Apart from barriers to entry and industry concentration, analysts also consider industry capacity as well as market share stability for determining the pricing power and competition.
Understanding Industry Capacity
Industry capacity represents the maximum amount of goods or services that companies can supply in a period. When there is undercapacity and demand exceeds supply, market players have high pricing power. The product price increases and so does the return on capital. In the case of greater supply and reduced demand, however, firms compete for a limited number of buyers and often engage in price wars. This, of course, results in a lower return on capital.
In the process of performing an industry analysis, we should always consider its current and future capacity. From a more general perspective, capacity is fixed in the short run and rather variable in the long run:
Suppose that there is a sudden surge in demand for airplanes. Obviously, companies such as Boing would not be able to meet the increased number of orders immediately. After all, it takes years to build new factories. However, given sufficient time, the management would be able to adjust to the new market conditions and open additional production plants. In that regard, the key question for our analysis is – “What does sufficient time mean?”

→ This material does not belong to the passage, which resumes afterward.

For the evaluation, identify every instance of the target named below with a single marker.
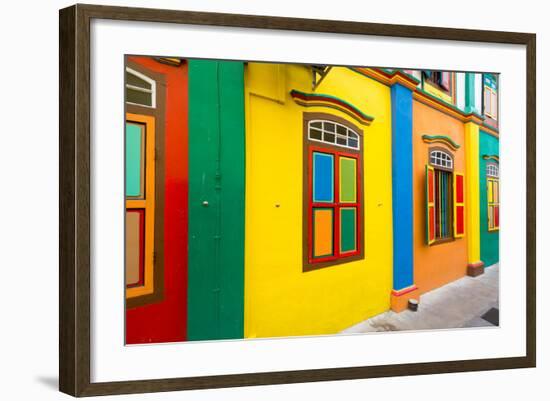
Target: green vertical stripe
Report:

For some industries, such as semiconductors, it takes years. Opening a new plant is not an easy process. It requires a lot of preparation, regulatory permits, and personnel. In other situations, adjusting to the new market environment takes considerably less time and effort. The service industry is a good case in point. There, all you need is more financial and human capital. This makes these companies more adaptable to changing market conditions. Should there be overcapacity, they can reallocate funds to more productive use. If there is a strong demand, insurance companies such as AIG don’t have to build physical factories.
Industry Capacity for Cyclical Firms
For the most part, how long you need to accommodate increased demand is important especially in cyclical markets where earnings are highly dependent on the strength of the overall economy. Put in plain language, these companies’ profits expand or contract in line with the economy.
So, why timing is so crucial for cyclical industries?
Consider the shipping industry that was hit by the economic crisis of 2008. Driven by the rapid China industrialization and global economic growth, the demand for cargo ships was very strong in the early 2000s. In fact, transportation rates were as high as $160,000 per day. Riding the wave of the industrial upswing, shipping companies hurried up and invested heavily in new cargo vessels.
However, building new shipyards was a long process. By the time they were up and running, the year was 2008 and there was already a decline in global demand for commodities. So, they missed it! This was the result of the highly capital-intensive nature of the industry, coupled with its inherent cyclicality. In reality, specialized production equipment is quite difficult to re-deploy and adapt to the changing environment quickly. After all, you can hardly use cargo ships for anything else.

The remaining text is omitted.